Eci meniup-niup mata Relix dengan telaten. Setelah dipastikan mata Relix tidak perih lagi, Eci kembali merias Relix hingga kesan hot dan sexy tampak lebih jelas di wajah pria itu.

"Eci, sudah selesai?" tanya Sista yang masuk tergesa-gesa ke ruang rias.

"Sudah, mbak," jawab Eci merapikan sedikit tatapan rambut Relix sebelum benar-benar selesai.

"Ayo ke studio photo, Relix!" ajak Sista. Relix mengangguk, dia beranjak berdiri.

Eci masih membereskan peralatan make-upnya ke dalam tas besar yang dia bawa. Tidak ada suara yang dikeluarkan gadis yang dikenal mempunyai perangai cerewet itu.

"Eci, kamu tidak ikut ke studio?" tanya Relix yang belum pergi. Pria itu menunggu Eci barangkali mau ikut ke studio.

"Enggak, jam kerjaku sudah habis. Aku permisi dulu, good luck!" ucap Eci menepuk pundak Relix sebelum melenggang lebih dulu. Eci melewati Kukuh tanpa menengok pria itu. Sista dan Relix pun keluar dari ruang rias, meninggalkan Kukuh yang masih di tempatnya sembari mengetuk-ngetuk jemarinya di tangan kursi.

Eci berjalan tergesa-gesa di koridor kantor. Sepanjang perjalanan banyak yang menatapnya dengan pandangan menyedihkan. Jujur Eci lebih memilih dia dibully daripada dikasihani seperti ini. Yang paling tidak disukai Eci adalah ditatap prihatin oleh orang-orang. Eci merasa meski dia perempuan, dia harus kuat lahir dan bathin. Tahan banting dan tidak manja.

"Dek Eci!" panggil sebuah suara yang membuat Eci menghentikan langkahnya. Eci sudah sangat Lelah, siapa lagi yang masih mau membuatnya repot.

"Dek dek ... kamu baik-baik saja kan?" tanya seorang perempuan menghampiri Eci.

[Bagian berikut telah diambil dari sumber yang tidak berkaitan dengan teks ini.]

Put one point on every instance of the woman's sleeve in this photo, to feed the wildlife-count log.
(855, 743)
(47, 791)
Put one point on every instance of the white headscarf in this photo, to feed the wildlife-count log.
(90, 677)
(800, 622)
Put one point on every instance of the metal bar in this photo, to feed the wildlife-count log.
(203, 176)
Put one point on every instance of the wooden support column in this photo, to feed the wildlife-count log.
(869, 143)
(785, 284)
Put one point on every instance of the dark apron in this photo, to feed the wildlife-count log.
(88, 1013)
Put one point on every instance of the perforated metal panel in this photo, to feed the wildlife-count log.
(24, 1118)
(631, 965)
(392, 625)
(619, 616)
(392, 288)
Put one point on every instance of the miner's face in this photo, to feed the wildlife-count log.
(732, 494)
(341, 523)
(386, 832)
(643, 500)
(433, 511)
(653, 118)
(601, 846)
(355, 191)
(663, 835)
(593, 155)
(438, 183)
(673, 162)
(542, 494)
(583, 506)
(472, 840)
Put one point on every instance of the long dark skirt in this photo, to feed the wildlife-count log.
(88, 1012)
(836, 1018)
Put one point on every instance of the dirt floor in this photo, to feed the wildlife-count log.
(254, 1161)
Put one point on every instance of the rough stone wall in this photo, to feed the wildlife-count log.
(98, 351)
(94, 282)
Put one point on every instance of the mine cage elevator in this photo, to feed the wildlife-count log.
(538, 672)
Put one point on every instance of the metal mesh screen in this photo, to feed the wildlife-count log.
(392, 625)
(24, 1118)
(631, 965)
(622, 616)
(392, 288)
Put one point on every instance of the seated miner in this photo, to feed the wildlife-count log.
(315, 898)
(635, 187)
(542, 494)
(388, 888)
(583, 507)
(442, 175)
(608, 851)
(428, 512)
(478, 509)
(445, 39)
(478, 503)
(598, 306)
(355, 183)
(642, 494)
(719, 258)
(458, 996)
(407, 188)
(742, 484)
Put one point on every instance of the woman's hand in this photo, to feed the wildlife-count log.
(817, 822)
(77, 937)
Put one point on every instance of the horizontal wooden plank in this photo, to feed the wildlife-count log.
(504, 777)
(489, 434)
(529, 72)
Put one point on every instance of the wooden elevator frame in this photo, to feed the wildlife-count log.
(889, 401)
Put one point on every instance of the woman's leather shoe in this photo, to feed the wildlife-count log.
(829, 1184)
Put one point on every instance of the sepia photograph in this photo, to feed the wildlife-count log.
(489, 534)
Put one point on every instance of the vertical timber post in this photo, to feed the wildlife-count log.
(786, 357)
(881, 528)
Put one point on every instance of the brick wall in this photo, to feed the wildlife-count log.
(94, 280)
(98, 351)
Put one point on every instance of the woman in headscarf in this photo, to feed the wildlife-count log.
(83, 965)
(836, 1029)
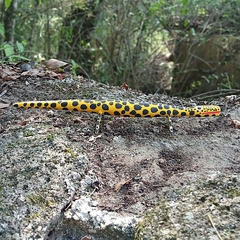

Seketika para perempuan lain ikut mengerubuni Eci. Mereka berbondong-bondong menanyakan kabar Eci.

"Dek, kamu tenang saja. Kami yang dulunya fans garis keras Pak Kukuh, sekarang ramai-ramai jadi hatersnya. Kami akan me-unfollow akun media sosialnya rame-rame. Dia pikir dia siapa beraninya menolak kamu yang cantik dan baik ini. Meski sampai ke ujung dunia, aku yakin kalau Pak Kukuh tidak akan mendapat gadis secantik kamu," ucap Karywati bagian administrasi itu dengan menggebu-gebu. Yang lain ikut mengiyakan pernyataan itu.

"Kami ada di tim Dek Eci. Garis keras tidak akan bengkok lagi. Mentang-mentang wajah ganteng sok banget jadi cowok. Cowok modelan Pak Kukuh itu gak pantes diperjuangin!" ucap salah satu perempuan lagi.